Rebalancing can propagate corrupt copy of replicated object
With 4 OSDs in a replication pool, with the replication count set to 3, I stored an object and found copies on osd0, osd1 and osd3.
I manually changed the primary copy (on osd0) to simulate corruption.
osd0 - corrupt copy (primary)
osd1 - good copy
osd3 - good copy
After that, I did "ceph osd out 3", taking out one of the good replicas, and waited for Ceph to rebalance. After that, I had copies on osd0, osd1 and osd2 as expected.
I had hoped that Ceph would have chosen the good copy as the canonical replica. Instead, it chose the corrupted primary copy, and created the new copy from that. So I ended up with:
osd0 - corrupt copy
osd1 - good copy
osd2 - corrupt copy
osd3 - out
Now I have two corrupt copies when previously I had only one. If Ceph rebalances again before anyone notices the corruption and repairs it, I could well end up with 3 corrupt copies.
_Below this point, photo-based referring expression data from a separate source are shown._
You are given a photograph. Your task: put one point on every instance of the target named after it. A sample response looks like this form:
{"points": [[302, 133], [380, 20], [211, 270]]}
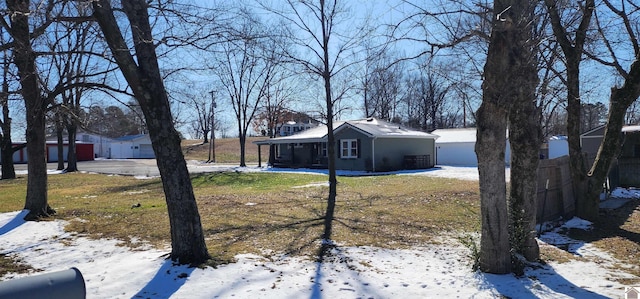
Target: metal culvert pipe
{"points": [[67, 284]]}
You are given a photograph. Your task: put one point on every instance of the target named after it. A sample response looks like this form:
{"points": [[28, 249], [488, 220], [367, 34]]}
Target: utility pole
{"points": [[212, 147]]}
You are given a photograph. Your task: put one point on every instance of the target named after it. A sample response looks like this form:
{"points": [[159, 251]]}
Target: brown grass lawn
{"points": [[275, 213]]}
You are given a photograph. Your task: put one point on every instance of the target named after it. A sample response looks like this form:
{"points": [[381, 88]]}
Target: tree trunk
{"points": [[573, 51], [72, 154], [243, 144], [490, 148], [60, 145], [509, 62], [525, 137], [331, 142], [6, 145], [187, 237], [35, 106]]}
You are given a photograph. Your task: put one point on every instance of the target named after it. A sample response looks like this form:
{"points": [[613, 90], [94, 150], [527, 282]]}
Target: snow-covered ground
{"points": [[113, 271]]}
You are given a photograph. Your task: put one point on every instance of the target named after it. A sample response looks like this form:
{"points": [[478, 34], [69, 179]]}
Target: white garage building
{"points": [[131, 147], [456, 147]]}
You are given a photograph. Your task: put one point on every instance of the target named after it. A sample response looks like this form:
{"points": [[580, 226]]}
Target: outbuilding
{"points": [[456, 147], [131, 147]]}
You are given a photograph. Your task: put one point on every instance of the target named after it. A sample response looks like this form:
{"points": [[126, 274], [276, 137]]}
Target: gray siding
{"points": [[390, 152], [364, 151]]}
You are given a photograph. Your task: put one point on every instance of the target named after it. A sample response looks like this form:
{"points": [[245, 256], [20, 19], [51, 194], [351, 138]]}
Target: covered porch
{"points": [[288, 154]]}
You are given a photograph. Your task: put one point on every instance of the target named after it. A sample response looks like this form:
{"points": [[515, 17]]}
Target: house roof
{"points": [[459, 135], [371, 127], [130, 137]]}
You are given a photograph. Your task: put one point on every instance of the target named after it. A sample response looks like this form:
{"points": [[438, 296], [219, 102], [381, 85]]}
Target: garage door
{"points": [[146, 151]]}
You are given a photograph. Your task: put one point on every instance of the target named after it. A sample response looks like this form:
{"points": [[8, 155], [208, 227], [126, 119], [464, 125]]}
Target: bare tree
{"points": [[6, 144], [506, 87], [246, 69], [36, 103], [572, 49], [324, 48], [142, 72], [620, 27]]}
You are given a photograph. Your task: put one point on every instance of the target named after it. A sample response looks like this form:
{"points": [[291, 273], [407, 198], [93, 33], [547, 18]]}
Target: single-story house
{"points": [[456, 147], [131, 147], [361, 145], [625, 170], [101, 144]]}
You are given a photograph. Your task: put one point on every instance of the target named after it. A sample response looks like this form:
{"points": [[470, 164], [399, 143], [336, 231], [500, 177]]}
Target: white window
{"points": [[349, 148], [322, 149]]}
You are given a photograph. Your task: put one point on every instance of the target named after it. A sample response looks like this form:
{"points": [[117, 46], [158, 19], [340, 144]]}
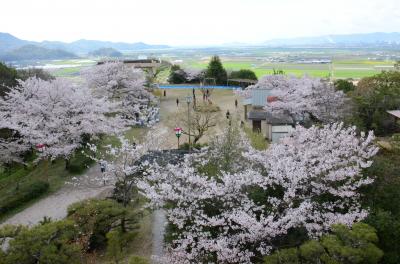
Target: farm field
{"points": [[340, 69], [346, 63]]}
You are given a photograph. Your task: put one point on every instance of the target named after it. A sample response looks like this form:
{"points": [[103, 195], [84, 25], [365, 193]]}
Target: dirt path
{"points": [[56, 204], [225, 99]]}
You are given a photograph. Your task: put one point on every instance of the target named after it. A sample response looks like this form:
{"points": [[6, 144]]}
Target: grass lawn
{"points": [[19, 177], [11, 182]]}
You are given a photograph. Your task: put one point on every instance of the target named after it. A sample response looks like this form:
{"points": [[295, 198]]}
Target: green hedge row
{"points": [[79, 163], [22, 196]]}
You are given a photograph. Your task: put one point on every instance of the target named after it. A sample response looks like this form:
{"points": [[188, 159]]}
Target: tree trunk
{"points": [[67, 163]]}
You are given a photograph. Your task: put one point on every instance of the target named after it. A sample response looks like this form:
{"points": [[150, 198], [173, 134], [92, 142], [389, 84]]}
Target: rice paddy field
{"points": [[342, 63], [338, 68]]}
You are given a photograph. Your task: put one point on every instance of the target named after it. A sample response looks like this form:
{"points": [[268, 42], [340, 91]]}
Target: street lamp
{"points": [[188, 101]]}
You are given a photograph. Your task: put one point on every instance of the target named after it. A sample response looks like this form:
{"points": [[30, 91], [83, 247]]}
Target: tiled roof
{"points": [[396, 113], [275, 119]]}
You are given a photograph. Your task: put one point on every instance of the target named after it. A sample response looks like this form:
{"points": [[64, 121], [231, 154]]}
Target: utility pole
{"points": [[188, 101]]}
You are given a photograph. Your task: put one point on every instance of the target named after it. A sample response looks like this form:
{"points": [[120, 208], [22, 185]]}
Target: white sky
{"points": [[194, 22]]}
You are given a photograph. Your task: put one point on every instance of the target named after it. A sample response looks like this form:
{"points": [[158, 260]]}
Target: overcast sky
{"points": [[194, 22]]}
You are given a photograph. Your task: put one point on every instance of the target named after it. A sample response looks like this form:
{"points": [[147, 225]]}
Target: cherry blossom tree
{"points": [[124, 164], [56, 114], [126, 85], [309, 180], [303, 98], [12, 148]]}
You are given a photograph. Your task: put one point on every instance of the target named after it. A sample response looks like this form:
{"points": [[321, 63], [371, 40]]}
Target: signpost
{"points": [[178, 133]]}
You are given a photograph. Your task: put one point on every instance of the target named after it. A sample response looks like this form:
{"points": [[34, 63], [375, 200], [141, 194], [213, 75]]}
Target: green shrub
{"points": [[257, 140], [344, 245], [49, 243], [117, 243], [79, 163], [95, 218], [138, 260], [22, 196]]}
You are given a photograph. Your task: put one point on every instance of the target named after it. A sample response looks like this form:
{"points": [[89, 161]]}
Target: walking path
{"points": [[56, 204]]}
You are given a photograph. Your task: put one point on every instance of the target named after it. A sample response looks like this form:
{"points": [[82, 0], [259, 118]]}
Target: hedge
{"points": [[23, 195]]}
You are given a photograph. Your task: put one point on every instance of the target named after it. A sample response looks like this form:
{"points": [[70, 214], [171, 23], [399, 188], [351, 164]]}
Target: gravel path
{"points": [[56, 204], [159, 221], [225, 100]]}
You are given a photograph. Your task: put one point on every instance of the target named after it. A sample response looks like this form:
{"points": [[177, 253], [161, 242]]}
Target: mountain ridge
{"points": [[374, 38], [9, 42]]}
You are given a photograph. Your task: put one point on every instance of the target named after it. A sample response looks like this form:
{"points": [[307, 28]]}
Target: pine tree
{"points": [[216, 70]]}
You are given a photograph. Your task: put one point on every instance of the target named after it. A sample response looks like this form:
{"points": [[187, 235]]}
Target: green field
{"points": [[346, 63], [340, 69]]}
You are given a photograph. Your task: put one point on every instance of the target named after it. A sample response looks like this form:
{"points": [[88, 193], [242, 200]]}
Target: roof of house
{"points": [[396, 113], [273, 119]]}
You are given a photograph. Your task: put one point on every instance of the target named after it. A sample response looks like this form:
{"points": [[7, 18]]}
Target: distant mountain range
{"points": [[13, 47], [106, 52], [33, 52], [378, 38]]}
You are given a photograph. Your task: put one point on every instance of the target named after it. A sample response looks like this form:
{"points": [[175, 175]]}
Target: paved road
{"points": [[56, 204]]}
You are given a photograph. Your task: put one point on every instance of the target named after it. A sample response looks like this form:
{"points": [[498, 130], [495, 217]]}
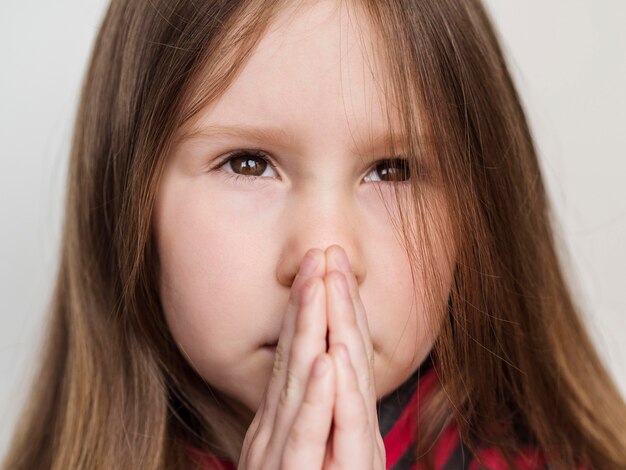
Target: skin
{"points": [[230, 250]]}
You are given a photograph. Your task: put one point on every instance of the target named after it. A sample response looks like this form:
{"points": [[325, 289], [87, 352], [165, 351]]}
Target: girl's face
{"points": [[229, 247]]}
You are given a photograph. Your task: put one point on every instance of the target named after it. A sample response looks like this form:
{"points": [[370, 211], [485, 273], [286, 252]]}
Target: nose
{"points": [[318, 223]]}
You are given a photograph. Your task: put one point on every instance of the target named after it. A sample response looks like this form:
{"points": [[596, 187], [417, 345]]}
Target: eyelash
{"points": [[262, 155]]}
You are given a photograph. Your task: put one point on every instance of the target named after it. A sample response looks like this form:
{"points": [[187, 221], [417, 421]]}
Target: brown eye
{"points": [[392, 170], [248, 164]]}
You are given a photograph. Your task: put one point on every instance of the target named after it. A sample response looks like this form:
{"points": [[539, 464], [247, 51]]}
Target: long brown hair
{"points": [[516, 364]]}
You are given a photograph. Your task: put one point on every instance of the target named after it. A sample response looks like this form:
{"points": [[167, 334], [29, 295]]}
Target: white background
{"points": [[568, 58]]}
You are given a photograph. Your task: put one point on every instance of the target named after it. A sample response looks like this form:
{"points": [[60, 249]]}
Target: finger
{"points": [[353, 443], [313, 265], [337, 260], [309, 340], [343, 328], [316, 268], [305, 447]]}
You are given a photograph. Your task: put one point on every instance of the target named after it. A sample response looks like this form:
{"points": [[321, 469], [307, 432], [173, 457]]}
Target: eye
{"points": [[246, 164], [391, 170], [249, 165]]}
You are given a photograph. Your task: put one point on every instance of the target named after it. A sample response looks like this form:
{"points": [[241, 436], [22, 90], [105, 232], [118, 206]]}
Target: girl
{"points": [[310, 235]]}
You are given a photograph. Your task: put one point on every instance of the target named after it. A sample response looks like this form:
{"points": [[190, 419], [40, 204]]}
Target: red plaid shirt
{"points": [[397, 412]]}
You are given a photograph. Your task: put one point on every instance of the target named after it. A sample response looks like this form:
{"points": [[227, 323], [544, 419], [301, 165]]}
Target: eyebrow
{"points": [[278, 136]]}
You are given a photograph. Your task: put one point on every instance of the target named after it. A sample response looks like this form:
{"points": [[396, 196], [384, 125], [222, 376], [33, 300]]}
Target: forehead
{"points": [[314, 72]]}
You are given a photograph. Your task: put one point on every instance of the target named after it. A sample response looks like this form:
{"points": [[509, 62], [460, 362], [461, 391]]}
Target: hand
{"points": [[291, 427], [356, 441]]}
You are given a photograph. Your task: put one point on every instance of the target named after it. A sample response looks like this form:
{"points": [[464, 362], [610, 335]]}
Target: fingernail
{"points": [[342, 261], [308, 265], [343, 354], [342, 286], [309, 293], [319, 367]]}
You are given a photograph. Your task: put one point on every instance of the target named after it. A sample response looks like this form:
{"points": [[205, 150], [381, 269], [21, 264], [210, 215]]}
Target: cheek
{"points": [[207, 279]]}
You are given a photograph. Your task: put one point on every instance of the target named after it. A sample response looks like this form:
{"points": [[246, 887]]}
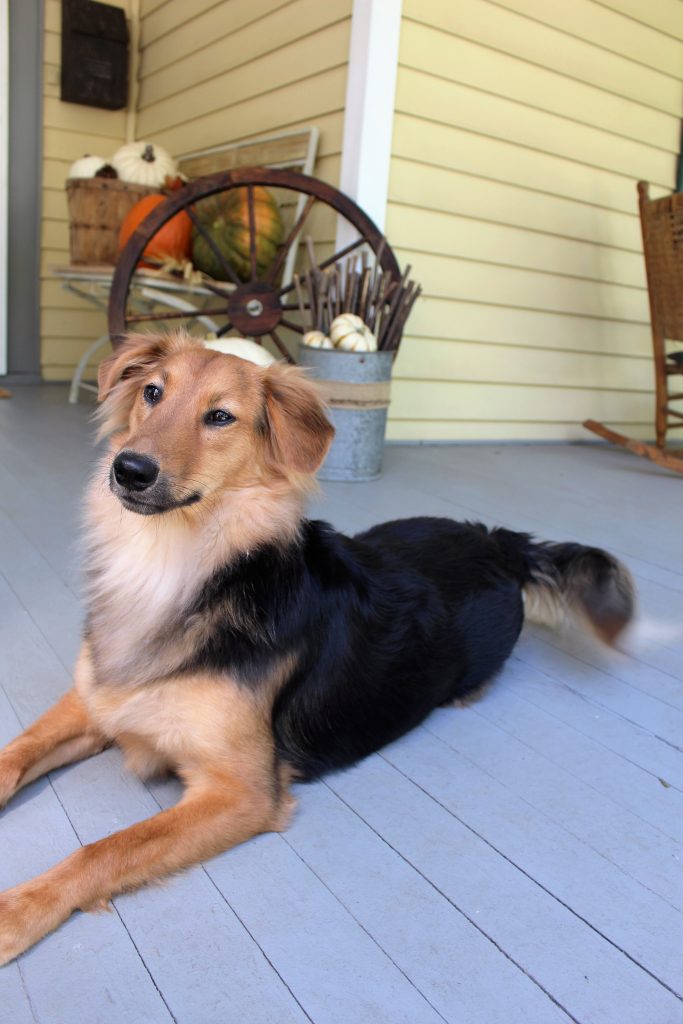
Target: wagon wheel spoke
{"points": [[223, 330], [252, 231], [225, 266], [289, 241], [282, 347], [184, 314], [332, 259]]}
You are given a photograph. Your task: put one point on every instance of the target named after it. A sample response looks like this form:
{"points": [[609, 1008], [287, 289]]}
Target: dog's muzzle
{"points": [[134, 472], [139, 485]]}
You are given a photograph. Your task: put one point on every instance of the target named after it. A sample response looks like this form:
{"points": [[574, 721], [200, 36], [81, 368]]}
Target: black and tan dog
{"points": [[237, 643]]}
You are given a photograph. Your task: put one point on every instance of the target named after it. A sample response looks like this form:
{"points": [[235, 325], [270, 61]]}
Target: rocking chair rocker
{"points": [[662, 223]]}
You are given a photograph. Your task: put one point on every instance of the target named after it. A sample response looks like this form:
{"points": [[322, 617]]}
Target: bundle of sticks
{"points": [[382, 301]]}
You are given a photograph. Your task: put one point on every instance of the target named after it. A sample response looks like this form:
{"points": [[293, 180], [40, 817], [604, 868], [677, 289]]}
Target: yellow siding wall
{"points": [[521, 128], [68, 325], [214, 73]]}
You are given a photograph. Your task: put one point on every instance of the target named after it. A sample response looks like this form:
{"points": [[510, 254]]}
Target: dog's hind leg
{"points": [[216, 813], [62, 734]]}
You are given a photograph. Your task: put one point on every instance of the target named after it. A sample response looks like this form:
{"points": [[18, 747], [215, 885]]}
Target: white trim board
{"points": [[371, 91], [4, 176]]}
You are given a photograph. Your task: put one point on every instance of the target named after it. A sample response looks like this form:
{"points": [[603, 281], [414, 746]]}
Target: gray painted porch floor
{"points": [[519, 860]]}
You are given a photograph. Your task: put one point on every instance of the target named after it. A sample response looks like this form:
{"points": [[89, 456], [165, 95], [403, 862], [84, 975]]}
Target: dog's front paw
{"points": [[10, 777], [27, 913]]}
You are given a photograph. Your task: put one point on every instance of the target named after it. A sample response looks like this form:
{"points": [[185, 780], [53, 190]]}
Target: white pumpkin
{"points": [[86, 167], [243, 348], [351, 334], [316, 339], [143, 164]]}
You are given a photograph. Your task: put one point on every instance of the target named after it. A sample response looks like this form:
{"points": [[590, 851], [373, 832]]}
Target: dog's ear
{"points": [[298, 431]]}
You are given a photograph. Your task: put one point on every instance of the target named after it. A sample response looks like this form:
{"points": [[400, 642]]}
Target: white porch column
{"points": [[370, 104]]}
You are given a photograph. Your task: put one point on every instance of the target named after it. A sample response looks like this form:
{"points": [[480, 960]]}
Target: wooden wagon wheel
{"points": [[259, 306]]}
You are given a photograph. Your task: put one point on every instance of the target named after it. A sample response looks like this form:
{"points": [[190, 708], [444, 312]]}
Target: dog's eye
{"points": [[218, 418], [152, 394]]}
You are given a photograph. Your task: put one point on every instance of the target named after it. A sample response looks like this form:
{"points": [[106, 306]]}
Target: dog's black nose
{"points": [[133, 471]]}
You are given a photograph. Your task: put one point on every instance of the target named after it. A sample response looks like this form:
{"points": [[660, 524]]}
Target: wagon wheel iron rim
{"points": [[258, 306]]}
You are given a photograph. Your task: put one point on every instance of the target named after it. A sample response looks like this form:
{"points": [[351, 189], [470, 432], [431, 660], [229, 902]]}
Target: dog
{"points": [[235, 642]]}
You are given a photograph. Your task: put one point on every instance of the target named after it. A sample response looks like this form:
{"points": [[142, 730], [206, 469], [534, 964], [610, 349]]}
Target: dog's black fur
{"points": [[384, 627]]}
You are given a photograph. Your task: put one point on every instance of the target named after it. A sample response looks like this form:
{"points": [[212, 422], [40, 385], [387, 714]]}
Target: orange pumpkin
{"points": [[172, 241]]}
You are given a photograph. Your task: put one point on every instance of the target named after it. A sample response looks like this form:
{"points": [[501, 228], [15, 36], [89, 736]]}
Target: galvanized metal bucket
{"points": [[355, 386]]}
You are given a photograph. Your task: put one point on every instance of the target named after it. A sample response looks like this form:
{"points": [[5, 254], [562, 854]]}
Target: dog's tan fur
{"points": [[214, 733]]}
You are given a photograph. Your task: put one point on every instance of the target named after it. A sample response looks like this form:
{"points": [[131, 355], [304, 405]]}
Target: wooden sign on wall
{"points": [[94, 54]]}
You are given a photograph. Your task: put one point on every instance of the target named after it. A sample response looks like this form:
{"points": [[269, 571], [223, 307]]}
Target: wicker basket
{"points": [[96, 210]]}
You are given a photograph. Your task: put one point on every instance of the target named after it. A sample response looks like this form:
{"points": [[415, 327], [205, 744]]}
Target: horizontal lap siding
{"points": [[215, 73], [70, 130], [520, 131]]}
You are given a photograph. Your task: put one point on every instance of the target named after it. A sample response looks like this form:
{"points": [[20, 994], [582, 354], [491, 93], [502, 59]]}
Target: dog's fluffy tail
{"points": [[570, 583]]}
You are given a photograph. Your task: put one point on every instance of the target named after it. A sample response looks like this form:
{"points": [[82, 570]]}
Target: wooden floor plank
{"points": [[425, 935], [588, 976], [334, 967], [95, 798], [604, 690], [88, 970], [52, 605], [514, 861], [611, 730], [623, 839], [625, 783], [641, 924]]}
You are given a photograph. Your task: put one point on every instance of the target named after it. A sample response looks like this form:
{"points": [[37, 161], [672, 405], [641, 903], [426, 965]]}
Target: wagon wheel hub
{"points": [[254, 308]]}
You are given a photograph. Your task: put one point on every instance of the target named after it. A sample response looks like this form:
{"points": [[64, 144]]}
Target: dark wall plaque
{"points": [[94, 54]]}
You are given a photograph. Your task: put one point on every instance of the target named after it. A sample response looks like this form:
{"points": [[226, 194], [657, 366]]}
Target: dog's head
{"points": [[188, 422]]}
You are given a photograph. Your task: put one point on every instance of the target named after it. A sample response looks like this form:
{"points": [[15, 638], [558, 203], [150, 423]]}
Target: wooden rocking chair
{"points": [[662, 223]]}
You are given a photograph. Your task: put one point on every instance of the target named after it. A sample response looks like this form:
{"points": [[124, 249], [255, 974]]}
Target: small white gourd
{"points": [[143, 164], [349, 333], [86, 167], [316, 339], [243, 348]]}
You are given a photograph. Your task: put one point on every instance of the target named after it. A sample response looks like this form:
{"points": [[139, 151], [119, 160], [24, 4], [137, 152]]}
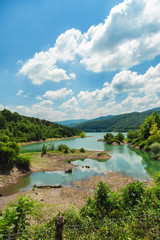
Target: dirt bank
{"points": [[63, 198], [47, 140], [53, 161]]}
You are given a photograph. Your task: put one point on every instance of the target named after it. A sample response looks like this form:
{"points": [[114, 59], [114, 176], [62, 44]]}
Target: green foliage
{"points": [[120, 137], [44, 148], [131, 135], [133, 213], [132, 193], [148, 136], [15, 219], [66, 150], [23, 162], [25, 129], [110, 138], [82, 150], [9, 157], [62, 147], [51, 146], [155, 148], [82, 135]]}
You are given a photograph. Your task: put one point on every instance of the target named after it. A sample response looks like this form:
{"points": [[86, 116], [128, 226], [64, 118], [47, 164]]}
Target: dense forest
{"points": [[25, 129], [147, 137], [119, 123], [15, 128]]}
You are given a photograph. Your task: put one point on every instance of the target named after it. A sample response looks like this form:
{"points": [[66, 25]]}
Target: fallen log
{"points": [[48, 186]]}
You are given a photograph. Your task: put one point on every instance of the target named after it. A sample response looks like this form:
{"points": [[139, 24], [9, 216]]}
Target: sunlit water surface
{"points": [[124, 160]]}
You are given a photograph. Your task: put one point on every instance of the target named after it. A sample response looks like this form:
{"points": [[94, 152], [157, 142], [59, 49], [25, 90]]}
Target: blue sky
{"points": [[67, 59]]}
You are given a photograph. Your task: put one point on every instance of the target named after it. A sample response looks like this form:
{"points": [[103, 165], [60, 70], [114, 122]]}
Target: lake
{"points": [[124, 160]]}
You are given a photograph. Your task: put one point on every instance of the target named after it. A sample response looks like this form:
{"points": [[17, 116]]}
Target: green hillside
{"points": [[123, 122], [25, 129]]}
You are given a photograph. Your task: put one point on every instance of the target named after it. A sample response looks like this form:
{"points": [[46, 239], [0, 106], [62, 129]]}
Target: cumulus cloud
{"points": [[128, 36], [39, 111], [106, 93], [130, 81], [43, 66], [59, 94], [19, 92], [46, 102], [70, 104]]}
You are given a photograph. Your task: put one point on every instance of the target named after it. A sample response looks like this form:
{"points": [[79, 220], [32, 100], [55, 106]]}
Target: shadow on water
{"points": [[126, 161]]}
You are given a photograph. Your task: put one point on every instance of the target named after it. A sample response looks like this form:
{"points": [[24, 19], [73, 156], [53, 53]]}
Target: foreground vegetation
{"points": [[148, 135], [132, 213], [15, 128]]}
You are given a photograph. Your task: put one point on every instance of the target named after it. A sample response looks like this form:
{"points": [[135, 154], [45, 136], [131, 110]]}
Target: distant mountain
{"points": [[75, 123], [102, 118], [72, 123], [119, 123]]}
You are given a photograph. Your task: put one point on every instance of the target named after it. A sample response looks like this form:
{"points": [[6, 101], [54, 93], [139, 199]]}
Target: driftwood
{"points": [[48, 186]]}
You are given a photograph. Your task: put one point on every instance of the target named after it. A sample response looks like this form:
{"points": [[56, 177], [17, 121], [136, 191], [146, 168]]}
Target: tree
{"points": [[120, 137]]}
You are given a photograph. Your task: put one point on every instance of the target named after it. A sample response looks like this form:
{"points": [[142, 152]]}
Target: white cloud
{"points": [[71, 103], [128, 36], [59, 94], [19, 92], [96, 96], [43, 66], [38, 98], [149, 82], [41, 112]]}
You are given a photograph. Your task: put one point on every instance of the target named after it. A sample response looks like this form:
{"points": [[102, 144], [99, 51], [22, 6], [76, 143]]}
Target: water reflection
{"points": [[124, 160]]}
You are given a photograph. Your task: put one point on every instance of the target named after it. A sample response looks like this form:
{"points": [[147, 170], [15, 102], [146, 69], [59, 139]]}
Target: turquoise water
{"points": [[124, 160]]}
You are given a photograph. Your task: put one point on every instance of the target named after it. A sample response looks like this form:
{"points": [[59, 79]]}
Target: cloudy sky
{"points": [[67, 59]]}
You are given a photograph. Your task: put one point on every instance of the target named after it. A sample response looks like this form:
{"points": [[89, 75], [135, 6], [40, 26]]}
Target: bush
{"points": [[62, 147], [82, 150], [132, 193], [15, 219], [120, 137], [44, 149], [82, 134], [66, 150], [155, 148]]}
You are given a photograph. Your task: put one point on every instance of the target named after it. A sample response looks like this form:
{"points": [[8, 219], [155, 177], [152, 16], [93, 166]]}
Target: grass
{"points": [[56, 160]]}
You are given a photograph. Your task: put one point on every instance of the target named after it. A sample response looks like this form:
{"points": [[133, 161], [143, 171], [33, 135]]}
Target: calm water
{"points": [[124, 160]]}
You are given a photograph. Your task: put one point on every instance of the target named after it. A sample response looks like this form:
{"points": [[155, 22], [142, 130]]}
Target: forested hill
{"points": [[120, 123], [19, 128]]}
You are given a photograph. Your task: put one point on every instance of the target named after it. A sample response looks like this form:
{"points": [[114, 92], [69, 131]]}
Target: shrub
{"points": [[51, 146], [66, 150], [82, 150], [23, 162], [132, 193], [155, 148], [44, 149], [15, 219], [82, 134], [120, 137], [62, 147]]}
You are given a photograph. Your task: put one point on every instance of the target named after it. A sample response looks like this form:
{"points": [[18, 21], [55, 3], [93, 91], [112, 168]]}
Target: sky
{"points": [[67, 59]]}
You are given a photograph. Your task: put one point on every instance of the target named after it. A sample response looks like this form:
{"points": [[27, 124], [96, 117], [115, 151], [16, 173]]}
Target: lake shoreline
{"points": [[77, 196], [50, 162]]}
If I run a scrub and a repair, Ceph correctly identifies the corrupt copies (as shown by "data_digest_mismatch" in the output from "rados list-inconsistent-obj") and restores them from the single good copy. Rebalancing should do a similar integrity check of each copy before choosing one as a canonical copy when rebalancing.
#2 Updated by Mark Houghton about 4 years ago
Thanks. I thought it might be the case that Bluestore would fix or improve this, but I haven't found a way to test that because I'm not sure how to simulate corrupting one copy of an object in Bluestore - I can't just edit the file when there's no filesystem. Can you confirm what Ceph would do if using Bluestore in this situation?
Are there any tickets I can track for the new scrub tools you mentioned?